Current Hotfixes (as of Publication Date)

Firmware Version

Latest Plaform (Appliance) Hotfix

Latest Client Hotfix

Knowledgebase Article













NOTE: Upgrading a virtual appliance hosted on ESXI is known to have problems. Refer to the SonicWall Knowledge Base article at https://support.sonicwall.com/sonicwall-secure-mobile-access/kb/205537 for more information.

Installing an Update or Hotfix on an Appliance Using AMC

If you have not already downloaded the update or hotfix file go to Obtaining the Update File or Hotfix for instructions. Save the file to your local system.

NOTE: The upgrade fails if Virtual Assist/Replication/GMS is enabled.
To install the update or hotfix:
From the main navigation menu in AMC, choose Maintenance.
In the System software updates area, select Update.
Click Browse to locate the update or hotfix file, or type the file path.
Click Install Update. This step may take several minutes, depending on the network connection speed.

After the file upload process is complete, the update or hotfix is automatically installed on the appliance. You cannot cancel this part of the installation process. The appliance automatically restarts when the installation is complete.

Upgrading Managed Appliances Using CMS

You can use the Central Management console to upgrade and apply hotfixes to your entire VPN infrastructure, including the CMS and all its managed appliances.
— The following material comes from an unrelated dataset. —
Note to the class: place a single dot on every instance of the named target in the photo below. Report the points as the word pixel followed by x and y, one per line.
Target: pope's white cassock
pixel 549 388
You can download the CMS upgrade file or hotfix file from MySonicWall.

NOTE: The CMS and all its managed SMA appliances use the same upgrade and hotfix file.
To upgrade the CMS and its managed appliances:
On the CMS, go to the Managed Appliances > Maintain page.

Select the SMA appliance you want to upgrade.
NOTE: You can select multiple appliances to update at the same time.
Click Upgrade/Hotfix.

Choose a time to upgrade each appliance.
Click Choose File to select the downloaded updgrade file.
Select Create Task.
Repeat Step 2 through Step 6 for each managed SMA appliance.
Once all the managed appliances have been upgraded, go to the Management Server > Maintain page.
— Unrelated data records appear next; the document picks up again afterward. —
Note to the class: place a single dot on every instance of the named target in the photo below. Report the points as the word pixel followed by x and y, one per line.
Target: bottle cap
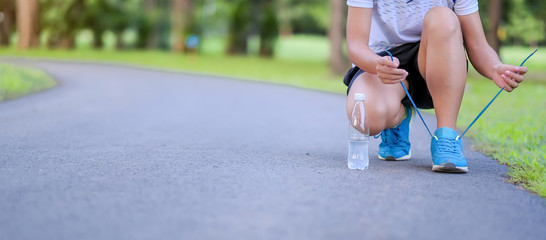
pixel 360 96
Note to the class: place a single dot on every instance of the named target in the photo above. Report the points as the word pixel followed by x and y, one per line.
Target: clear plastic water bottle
pixel 359 133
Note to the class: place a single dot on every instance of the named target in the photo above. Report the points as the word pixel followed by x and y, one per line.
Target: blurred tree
pixel 27 23
pixel 309 17
pixel 60 20
pixel 269 28
pixel 7 19
pixel 181 17
pixel 338 63
pixel 494 13
pixel 239 28
pixel 523 26
pixel 96 18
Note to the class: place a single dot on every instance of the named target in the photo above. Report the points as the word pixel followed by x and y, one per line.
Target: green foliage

NOTE: All managed appliances must be upgraded before CMS can be upgraded.
Under System software updates, click Update.

Verifying the Update

To verify the update:
Log in to AMC.
From the main navigation menu, navigate to the System Status.
Verify that the update succeeded by verifying the Version number:

12.0.1-<three-digit build number>

Post-Upgrade Tasks

The following sections review tasks you may need to perform if the upgrade doesn’t complete successfully.


Restoring a Configuration

If the installation of the update or hotfix file is interrupted or fails, you can restore the configuration you saved earlier in the process.

To restore a configuration:
From the main navigation menu in AMC, click Maintenance.
In the System configuration area, click Import/Export.
In the File name field, type the path of the appropriate file, or click Browse to locate it.
NOTE: The filename format is: <appliance_name>-<date>-<nnn>.aea).
Click Import.
To activate the imported configuration, select Apply Changes.
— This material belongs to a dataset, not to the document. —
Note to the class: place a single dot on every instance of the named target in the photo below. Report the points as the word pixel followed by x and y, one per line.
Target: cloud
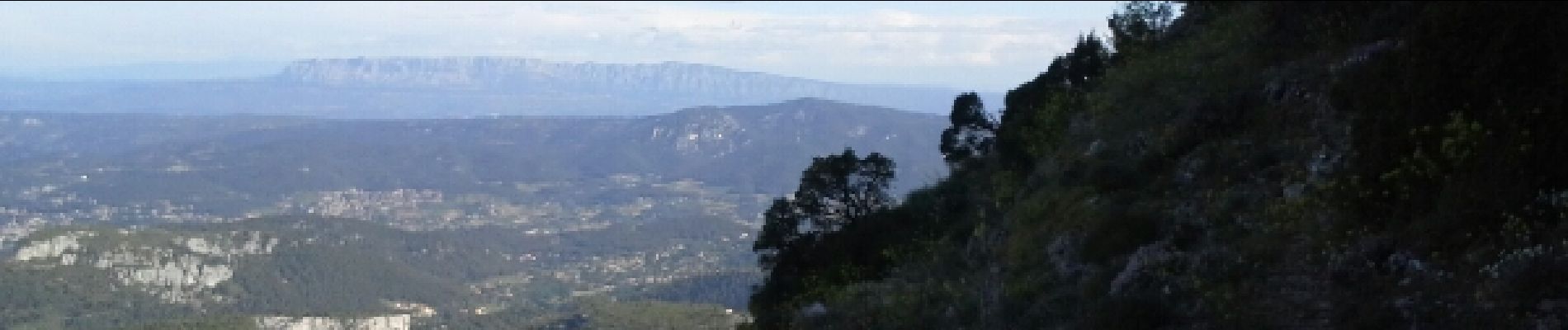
pixel 789 38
Rolling Back to a Previous Version

From AMC, you can undo the most recent update installed on the system. If you experience problems after completing an update, you may want to use this feature to roll back to a known state. Each time you roll back the software image, it removes the most recent system update and restores the version that existed just prior to the update.

CAUTION: If you have made any configuration changes since updating the system, rolling back the software image erases these changes.
To roll back to a previous version:
From the main navigation menu in AMC, click Maintenance.
In the System configuration area, select Rollback.
To roll back to the version displayed on the Rollback page, click OK. After the rollback process is complete, the appliance automatically restarts and applies the changes.
After the appliance restarts, verify the new version number in the bottom-left corner of the AMC home page.

Creating/Importing a New Certificate

Users may not be able to connect to the appliance after upgrading to 12.0.1 because the upgraded appliance has a self-signed/CA-issued certificate with an SHA-512 hash. To resolve this issue, create or import a new certificate with an SHA-256, or SHA‑384 hash after upgrading to 12.0.1.